Lyle felt the power of the moment. She was telling him something.
“Do people put you in a difficult position, Jackie?”
She smiled, shrugged, like Of course, aren’t we all speaking the same language here?
“Did someone in particular put you in a difficult position, Jackie?”
She gritted her teeth. He’d not move her into those terrible memories, and, besides, this wasn’t about Jackie; no, to her, this was now about everyone. Even someone as sane and wonderful as Lyle understood what it was like to be put in a terrible position, to not know what to do as violence, danger, terror loomed.

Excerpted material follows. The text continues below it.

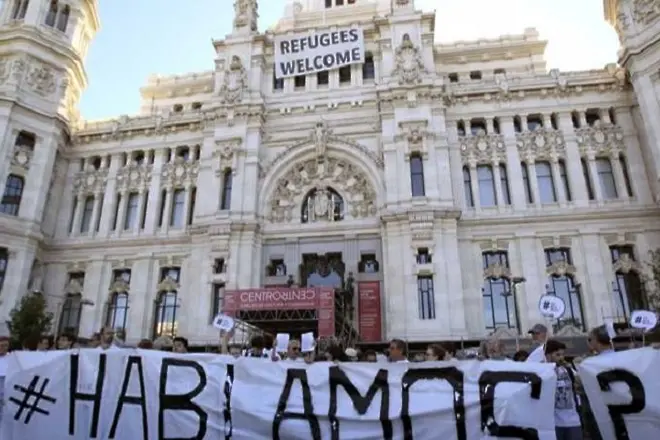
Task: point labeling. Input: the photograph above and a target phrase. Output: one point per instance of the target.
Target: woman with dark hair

“These people, look at them”—she looked at the computer—“in Washington, at the mall, one self-righteous group of police is going to go to war with another self-righteous group of gun owners. Each certain they are saving humanity, and each about to destroy it.”
Lyle tried to latch on to the change in direction, keep her going, buy time. “We’re speaking about differences of opinions, the working out of ideas. That is politics, cooperation, compromise.”
“No! The opposite!” She slapped the table. “We’re talking about not listening. We’re talking about…”
“What, Jackie. What are we talking about?”
“We’re talking about giving people some time so that they can figure out what’s right? We’re slowing the world down. Don’t you see how important that is?”
He pulled backward at the intensity. This was what it was all about for her, and he suddenly totally grasped that basic idea. It was all moving too fast for her. She didn’t feel heard and she couldn’t hear herself.
“Let’s take our time with it, Jackie. I’m listening.”
“I know you are. You are the first person who ever really saw me. You met me in Nepal, you…” She grinned, so sincerely. “You don’t remember, do you? Oh, Lyle, of course you need to know this.” She reminded him, seeing he had a vague recollection of helping a young backpacker. “And then, years later, in the back of class, you heard me even before you actually saw me. You heard me, which is even more powerful. Then when you looked at me, you understood. Just the way you diagnosed people and what ailed them. It is such a powerful gift and I want you to know that I see you, too; I hear you. I heard you calling and I came.”
On the live video stream, there was a flash of light.
“It’s starting,” she said.
“You did that?” he asked.
“No. No. I mean that one of the nut cases on one side or another has started the violence. Honestly, I can’t tell which is the immune system anymore and which the disease—whether we’re defending or attacking ourselves. I guess maybe that’s how you felt when you got depressed. But the thing is, Lyle, the thing that I think you’ll be most proud of is that I figured out a painless way to stop things.” Before she could elaborate, the pair of them looked at the screen and the scrambling of footage as reporters and cameras jogged around. Several shots rang out loud enough to overcome the extremely low volume on the TV.